The Apex Igbo socio-cultural organisation, Ohanaeze Ndigbo, has opposed the move by the leadership of the National Assembly (NASS) to procure operational vehicles worth N5.5 billion for members of the Senate and House of Representatives.
Ohanaeze also queried why official cars purchased in the recent past could not be refurbished for the sitting lawmakers.
This was contained in a statement issued on Thursday, August 15, by its Deputy National Publicity Secretary, Chuks Ibegbu.
Ohanaeze noted that the move had lent credence to the widely held belief that Nigeria runs the costliest legislature in the world.
The group expressed dismay over the development, querying where would this ‘extravagance’ lead the country when millions of citizens are hungry and live in abject poverty.
It submitted that the country had remained one of the least productive nations based on its staggering unemployment figure.
“The other time, they shared billions for salaries and allowances and thereafter went on recess. We are in real trouble with this kind of legislature we imposed on ourselves.
“Countries in dire need of survival have refrained from ostentatious living, but in our own case, we have insisted that the scarce resources will always belong to the rich,” Ibegbu said.
He pleaded with the federal lawmakers to be patriotic and represent the masses well, explaining that the failure to live up to their calling was partly responsible for the mess in the country.

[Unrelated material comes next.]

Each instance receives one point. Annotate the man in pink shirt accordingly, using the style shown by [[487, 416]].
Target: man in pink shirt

The spokesman added: “They abandon their duties and are only interested in committees to head, overseas tours and perks of office.
“We cannot continue to behave like people without the interest of the country at heart. We should work to get our priorities right and discourage the idea that politics is about making wealth and not for service.”
To reduce the cost of governance, Ohanaeze suggested a part-time legislature with Senate of not more than 37 members and a House of Reps of 74 members, while there should not be more than 10 legislatures and 10 commissioners in the states.